Technology

  • Epidemics and pandemics are characterized by highly complex and dynamic systems, requiring data and model driven simulations to support decision making. Due to the large number of unknowns, decision-makers usually need to generate ensembles of stochastic scenarios, requiring hundreds or thousands of individual simulation instances, each with different parameter settings corresponding to distinct plausible scenarios. Intuitively, each simulation takes as input relevant models and observations (e.g. demographic data, transportation networks, disease models) and produce a rich simulation ensemble that corresponds to alternative outcomes -- each outcome representing a potential timeline.

    As the number of model parameters of a simulation increases, the number of potential situations one can simulate increases exponentially -- consequently, simulation ensembles are inherently sparse, even when they are extremely large.

    The novel PanCommunity:DataStorm platform supports data- and model-driven simulation ensemble management, optimization, analysis, and exploration. The platform help (a) decide which simulation instances to execute and (b) given a large simulation ensemble, enabling decision makers to explore the resulting alternative timelines.
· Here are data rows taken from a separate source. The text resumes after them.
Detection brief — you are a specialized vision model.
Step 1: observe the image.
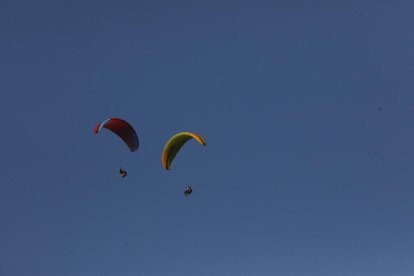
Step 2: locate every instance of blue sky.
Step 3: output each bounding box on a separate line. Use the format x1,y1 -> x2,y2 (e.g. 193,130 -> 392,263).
1,0 -> 414,275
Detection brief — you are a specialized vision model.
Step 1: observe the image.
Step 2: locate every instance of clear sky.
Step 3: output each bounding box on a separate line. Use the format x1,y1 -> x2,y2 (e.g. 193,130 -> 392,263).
1,0 -> 414,275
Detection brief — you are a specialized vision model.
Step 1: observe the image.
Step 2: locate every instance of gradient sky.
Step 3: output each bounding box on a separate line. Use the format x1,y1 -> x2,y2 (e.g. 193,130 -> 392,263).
1,1 -> 414,275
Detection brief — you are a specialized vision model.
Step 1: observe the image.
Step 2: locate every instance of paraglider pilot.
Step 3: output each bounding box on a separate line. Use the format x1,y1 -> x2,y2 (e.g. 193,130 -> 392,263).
119,168 -> 128,177
184,186 -> 192,197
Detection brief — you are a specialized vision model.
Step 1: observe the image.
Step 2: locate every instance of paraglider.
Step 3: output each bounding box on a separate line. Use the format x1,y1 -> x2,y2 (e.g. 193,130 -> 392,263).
184,186 -> 192,197
94,117 -> 138,180
162,132 -> 206,198
94,117 -> 139,152
119,168 -> 128,177
162,132 -> 207,170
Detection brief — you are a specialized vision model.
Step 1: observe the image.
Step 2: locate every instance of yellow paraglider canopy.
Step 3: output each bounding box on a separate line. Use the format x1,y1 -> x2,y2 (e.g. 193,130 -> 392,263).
162,132 -> 207,170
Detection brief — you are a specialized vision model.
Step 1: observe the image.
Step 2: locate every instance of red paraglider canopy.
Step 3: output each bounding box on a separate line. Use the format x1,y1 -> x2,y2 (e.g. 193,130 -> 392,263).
94,117 -> 139,152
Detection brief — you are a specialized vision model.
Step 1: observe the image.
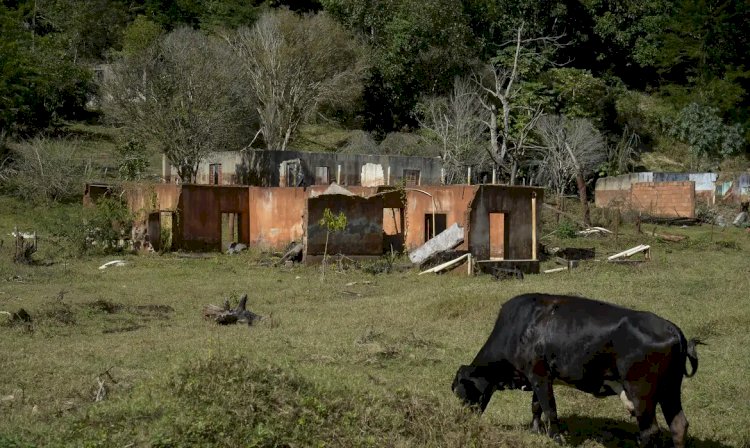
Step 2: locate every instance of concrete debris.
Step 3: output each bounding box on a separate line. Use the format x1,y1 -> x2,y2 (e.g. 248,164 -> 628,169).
226,242 -> 247,254
577,227 -> 612,237
313,182 -> 355,197
10,231 -> 35,239
408,223 -> 464,265
733,212 -> 748,227
98,260 -> 126,270
277,242 -> 303,265
345,281 -> 373,287
716,215 -> 727,227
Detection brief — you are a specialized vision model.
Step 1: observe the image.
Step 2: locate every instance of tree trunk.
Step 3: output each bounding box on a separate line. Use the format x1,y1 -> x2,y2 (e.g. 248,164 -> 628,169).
489,106 -> 499,165
575,171 -> 591,227
509,159 -> 518,185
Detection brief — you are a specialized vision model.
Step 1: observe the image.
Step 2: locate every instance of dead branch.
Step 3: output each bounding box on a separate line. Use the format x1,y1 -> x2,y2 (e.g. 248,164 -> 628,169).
203,294 -> 262,326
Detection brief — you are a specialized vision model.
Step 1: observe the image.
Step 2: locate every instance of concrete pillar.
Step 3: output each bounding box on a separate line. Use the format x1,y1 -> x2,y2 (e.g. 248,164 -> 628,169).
467,166 -> 472,185
387,166 -> 391,185
336,164 -> 341,184
492,167 -> 497,185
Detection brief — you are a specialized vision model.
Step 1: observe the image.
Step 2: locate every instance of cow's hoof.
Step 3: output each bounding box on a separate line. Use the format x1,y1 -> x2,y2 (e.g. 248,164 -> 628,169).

  • Real-time and continuous analysis and decision making (including estimating transmissibility of the disease, forecasting the spatio-temporal spread at different spatial scales, assessing the effect of travel controls, predicting the effect of school closures, assessing the impact of pharmaceutical interventions) through models and simulations, however, require data. When a new virus starts to spread, vaccines are not an option; nonetheless, diagnostic tests can be developed at different costs and with different accuracy (sensitivity and specificity parameters) and can be seen not only as a method to identify positive cases of the disease to conduct routine contact tracing efforts aimed at stopping chains of transmission but also as a means to collect, dynamically, data that provides a picture of the trajectory of the epidemic in the real-time]. This way, a silent epidemic can be monitored, and appropriate countermeasures can put in place.

    Unfortunately, modeling of an epidemic can be very complex and can involve a large space of capabilities and “future” actions to be accounted for. Consequently, developing an efficient and effective rapid testing strategy requires the ability to select potential scenarios from a high dimensional parameter space. Unfortunately, existing approaches fail to account for complexity, dynamicity, cost, and accuracy of testing modalities and cannot scale to the needs of rapid testing applications. We are, therefore, developing an innovative family of budgeted rapid testing algorithms that generate rapid testing ensembles that help explain past observations, in terms of the target disease model, while providing insights into possible future scenarios.

    Click for RTEM Model Overview

    Click for RTEM Simulation Interface (V0.1)

The 2019 National Response Framework report by the Federal Emergency Management Agency (FEMA) recognizes the role of data and models and the need for new and innovative methods that can exploit those in a unified manner. We, therefore, design and implement a novel participatory modeling-as-a-service (simulation, analysis, and model orchestration) and computing framework, PanCommunity for the collection, analysis and decision support in COVID-19 like pandemics.

PanCommunity framework will support seamless integration and manipulation of independently developed, reusable scientific models and analysis components within the same framework as the data for understanding and improving community response in pandemics and will empower experts with data- and model-driven situational awareness, socio-behavioral understanding, and decision making. This complemented with a novel multi-scale and multi-fidelity optimization framework that accounts for economical and social costs.

To achieve this objective, this work answers several fundamental research challenges across computing and community health: (a) epidemic, testing, vaccination, intervention and behavior model/data integration and alignment, (b) multi-model and multi-scale simulation ensemble creation and decision support, and (c) multi-scale social impact of decision making across communities.